Assim, o contribuinte brasileiro deveria declarar a participação societária detida na entidade estrangeira e informar o custo de aquisição, tal como preconizado no art. 4° da Lei n° 13.254/2016 combinado com o art. 25, § 3° da Lei n° 9.250/95. Por ocasião da devolução em razão da extinção, se houvesse valor superior aquele informado em sua declaração de bens e direitos, promover-se-ia o recolhimento do ganho de capital na forma do artigo 21 da Lei nº 8.981, de 1995, com a redação dada pela Lei nº 13.259, de março de 2016 [as alíquotas variam entre 15% (até R$ 5 milhões) e 22,5% (mais de R$ 30 milhões)]. Esta é a posição do CARF no precedente que colaciono:
“Assunto: Imposto sobre a Renda de Pessoa Jurídica – IRPJ
Ano-calendário: 2007
REDUÇÃO DE CAPITAL. ENTREGA DE BENS E DIREITOS DO ATIVO AOS SÓCIOS E ACIONISTAS PELO VALOR CONTÁBIL. SITUAÇÃO AUTORIZADA PELO ARTIGO 22 DA LEI Nº 9.249 DE 1995. PROCEDIMENTO LÍCITO.

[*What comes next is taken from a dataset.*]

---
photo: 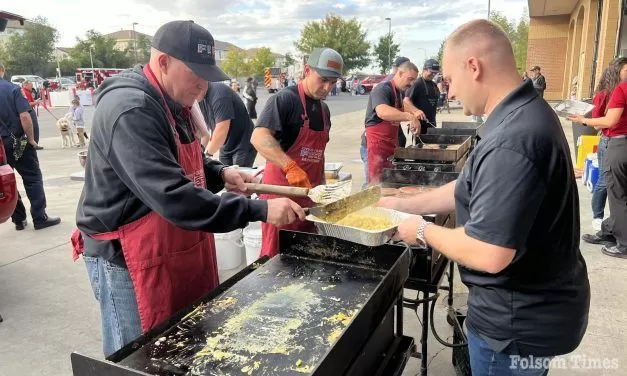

Os artigos 22 e 23 da Lei nº 9.249, de 1995, adotam o mesmo critério tanto para integralização de capital social, quanto para devolução deste aos sócios ou acionistas, conferindo coerência ao sistema jurídico.
O artigo 23 prevê a possibilidade das pessoas físicas transferir a pessoas jurídicas, a título de integralização de capital social, bens e direitos pelo valor constante da respectiva declaração ou pelo valor de mercado.
O artigo 22, por sua vez, prevê que os bens e direitos do ativo da pessoa jurídica, que forem entregues ao titular ou a sócio ou acionista, a título de devolução de sua participação no capital social, poderão ser avaliados pelo valor contábil ou de mercado.
Quando os bens, tanto na integralização quanto na devolução de participação no capital social, forem entregues/avaliados por montante superior ao que consta da declaração da pessoa física ou valor contábil da pessoa jurídica, a diferença a maior será tributada como ganho de capital (Inteligência dos artigos 22, § 4º e 23, § 2º, da Lei nº 9.249, de 1995).
Não seria lógico exigir ganho de capital quando os bens e direitos fossem entregues pelo valor de mercado na integralização de capital social e não se admitir a devolução destes, aos acionistas, pelo valor contábil.” (Acórdão 1402-001.477, de 09.10.2013).
Pensar de forma diversa, seria desconsiderar por completo a legislação acima transcrita, criando uma regime de tributação até então inexistente no ordenamento jurídico que tem origem não na lei, conforme preceitua o artigo 150, I da Constituição, mas da mente criativa do fisco. Além de subverter a legalidade tributária, a interpretação da Receita Federal cria um ambiente de insegurança e incerteza que se imaginava ter sido suplantado pelo Regime Especial de Regularização Cambial e Tributária (RERCT). Esse sim emanado pelo único poder competente para criar tributo, o parlamento.